Astr. This story is itself a mere fiction. Ere the period of these feuds of party, the term Elfen (and Dance identifies this with the Teutonic Helfen,) was a common epithet of the Saxon spirits: Weld-elfen were their dryads; Zeld-elfen their field-fairies, &c.
The American Indians to this day have faith in the presidencies of spirits over those lakes, trees, and mountains, and even fishes, birds, and beasts, which excel in magnitude. The orient Indian, too, at this hour, peoples the forests with his gods; and peacocks, and squirrels, and other wild creatures, are thus profanely deified.
The legends of later days have quaintly blended the classic with the fairy mythology. Hassenet tells us that Mercurius was called the Prince of Fairies; and Chaucer sings of Pluto, the King of Fayrie; and, in the romance of the Nine Champions, Proserpine sits crowned among the fairies. The great zoologist, Pliny, writes in his Natural History, that “you often encounter fairies that vanish away like phantasies.” And Baxter believed that “fairies and goblins might be as common in the air, as fishes in the sea.”
As the Peri could not enter Paradise in consequence of the errors of her “recreant race,” so the elves could not enjoy eternity without marrying a Christian; and on this plea they came up to the daughters of men. And we read, in the tenets of the Cabala, that, by these earthly weddings, they could enjoy the privileges and happiness of each other’s nature. But these unnatural unions were not always happy. There is, in our old chronicles, a tradition of a marriage between one of the counts of Anjou and a fair demonia, which entailed misery and commission of crime on the noble house of Plantagenet.
Now there are appointed times when the influence of the spirit fades for a season. It was the moment of the eclipse, among the American Indians and the African blacks; in Ireland, it is the feast of the Beltane; in Scotland, this immunity came over the mortal life on Hogmanay, or New-year’s Eve, and during the general assemblies of these mystic spirits of the world.
In Britain, it was on the eve of the first of May, the second of November, and on All Souls’ Day. At these times, indeed, they might be induced to divulge the secrets of their mysterious freemasonry.
In Germany, on May-day, when the unearthly rendezvous was on the dark mountain of the Hartz, and on Halloween, in Caledonia, even the secrets of time and futurity were unfolded by the spirits to a mortal, if one were found so bold as to repair on these festivals to their unhallowed haunts.
If a mortal enters the secret abodes of the Daoine Shi, in Scotland, and anoints his eyes with their charmed ointment, the gift of seeing that which is to all others invisible is imparted; but this must be kept secret, for the Men of Peace will blind the second-sighted eye, if once they are recognized on earth by a mortal.
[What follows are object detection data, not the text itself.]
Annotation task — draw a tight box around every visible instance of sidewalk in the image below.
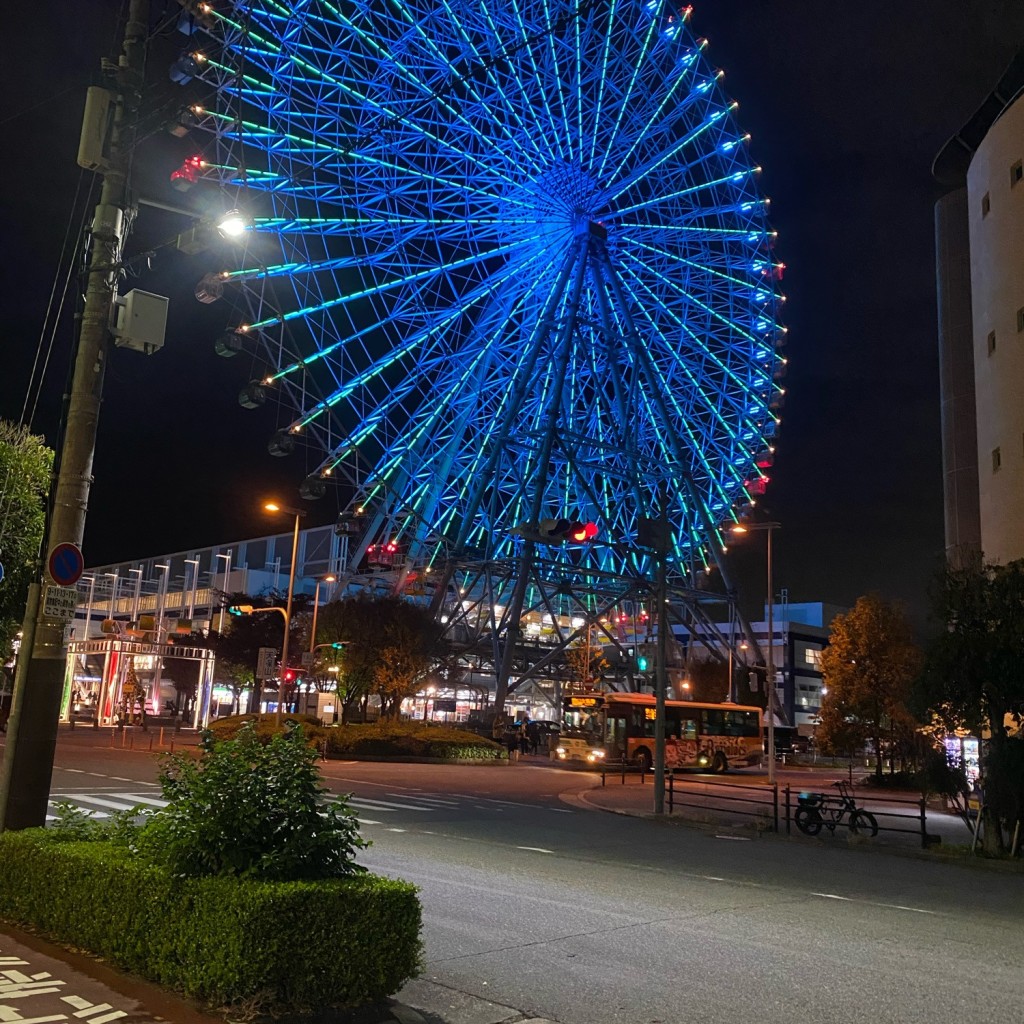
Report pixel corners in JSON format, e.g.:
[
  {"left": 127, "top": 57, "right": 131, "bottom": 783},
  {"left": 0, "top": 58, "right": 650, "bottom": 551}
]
[{"left": 0, "top": 924, "right": 436, "bottom": 1024}]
In the gloomy forests of Germany rose the legends of Kobolds, and Umbriels, and Wehrwolves, the Holts Konig, the Waldebach, the Reiberzahl, and the Schattenman, the Hudekin, the Erl Konig, and the beautiful naiad, the Nixa. The devil himself was believed to be a gnome king; for when the Elector of Saxony offered Martin Luther the profit of a mine, he refused it, “lest by accepting it he should tempt the devil, who is lord of those subterraneous treasures, to tempt him.”
Then we have the Putseet, or Puck of the Samogitæ, on the Baltic; the Biergen Trold, or Skow, of Iceland; and those mermaids which gambol around the Faroe Islands. We read in the Danske Folksaga, that these “merrows” cast their skins like the boa, and in that condition are changed into human beings, till their scales are restored to them. And the Shetlanders implicitly believe that awful storms instantly arise on the murder of one of these sea-maids.